The wind becalmed, the water grew still, and once again we were the only sailboat out there on the York. They marveled at the serenity of it all. I couldn’t resist saying, “We’re not in Kansas anymore.”
Sailing From Virginia
Susan and Andrew Lindsey came in from Fairfax and went sailing with another couple from Charlottesville. Fluky winds kept everyone on their toes at the helm. Just being out there conjures up family experiences.
“The last time I was on a sailboat was with my father and Susan,” Andrew said. “He wound up sailing backwards and nearly ran into a barge. His sailing skills were rusty since it was only the second time in 25 years. I think the boat was 36 feet long.”
Susan picked up the story. “We heard a sound, an alarm warning us. We were so close that we could see the facial features of those [grimacing] on the barge. He was taking his second wife out for her first time on a sailboat. I screamed, ‘Look out! Stay away from the rocks!'”

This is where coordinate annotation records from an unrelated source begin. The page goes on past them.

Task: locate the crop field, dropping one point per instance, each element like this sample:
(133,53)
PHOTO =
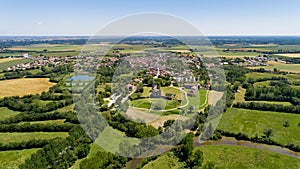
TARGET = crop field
(292,55)
(7,113)
(165,161)
(8,59)
(25,86)
(13,62)
(148,103)
(239,96)
(245,158)
(12,159)
(256,75)
(18,137)
(295,68)
(111,138)
(252,122)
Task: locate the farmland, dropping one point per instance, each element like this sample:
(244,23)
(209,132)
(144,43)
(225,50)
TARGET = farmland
(12,159)
(252,122)
(21,87)
(5,63)
(295,68)
(245,158)
(18,137)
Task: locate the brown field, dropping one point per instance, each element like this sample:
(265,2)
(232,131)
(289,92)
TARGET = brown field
(8,59)
(25,86)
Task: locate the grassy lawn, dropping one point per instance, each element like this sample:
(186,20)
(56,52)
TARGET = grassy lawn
(4,60)
(25,86)
(239,96)
(146,92)
(12,159)
(148,103)
(115,138)
(166,161)
(18,137)
(256,75)
(7,113)
(12,62)
(295,68)
(60,121)
(251,122)
(246,158)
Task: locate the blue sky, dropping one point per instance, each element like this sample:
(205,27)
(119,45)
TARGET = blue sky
(212,17)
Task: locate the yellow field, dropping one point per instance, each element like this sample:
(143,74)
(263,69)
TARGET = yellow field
(21,87)
(8,59)
(292,55)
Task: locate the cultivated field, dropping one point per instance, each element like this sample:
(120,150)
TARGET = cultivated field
(18,137)
(6,63)
(12,159)
(245,158)
(8,59)
(25,86)
(295,68)
(252,122)
(7,113)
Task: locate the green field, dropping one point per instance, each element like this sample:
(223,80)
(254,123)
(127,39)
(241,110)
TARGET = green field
(295,68)
(7,113)
(11,63)
(12,159)
(246,158)
(111,138)
(155,102)
(59,121)
(166,161)
(252,122)
(256,75)
(18,137)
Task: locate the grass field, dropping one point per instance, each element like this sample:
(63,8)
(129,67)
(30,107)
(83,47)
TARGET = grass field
(295,68)
(13,62)
(253,122)
(246,158)
(7,113)
(46,122)
(21,87)
(292,55)
(166,161)
(18,137)
(239,96)
(256,75)
(8,59)
(154,102)
(12,159)
(110,139)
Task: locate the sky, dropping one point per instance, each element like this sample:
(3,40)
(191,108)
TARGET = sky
(211,17)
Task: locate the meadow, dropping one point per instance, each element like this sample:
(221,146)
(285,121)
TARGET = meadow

Andrew said this happened at Southport NC, between Wilmington and Myrtle Beach. “He sold the boat shortly after that.” Susan rationalized, “It was a 2-1/2 hour drive from his home.”
Sailing From NY, OH, DC
Sonia Vanihel of Putnam NY took her friend Leda sailing while vacationing in Williamsburg. They joined Todd and Michele Ruthemyer of Cincinnati OH and their friends Rachel and John Peters of Washington DC.
Todd was reprising an earlier sail this summer where he honed his reaching skills. As it turned out, the light winds were more of a challenge than stiff winds, but he endured. Michele raved about Rachel’s work as a pastry chef with Sweet Rose Catering. “She has created the impossible by baking a chocolate ganache that is gluten free and vegan. I don’t know how she does it, but it’s to die for.” Rachel gained traction among women holding bachelorette parties. “They have this one thing that they want, and I deliver. I get comments about the great range of skin color.” Everyone laughed.
I pressed Michele about her work as a life coach. She said in part, “I help people reconfigure their lives. Maybe their job is terrible, or their marriage, or their pastimes or their family. They have to want to change. I can’t just tell them what to do. They have to figure it out for themselves.” I finally figured out that we weren’t getting any more wind this day, and it was getting hotter. So we motored into port to beat an afternoon storm.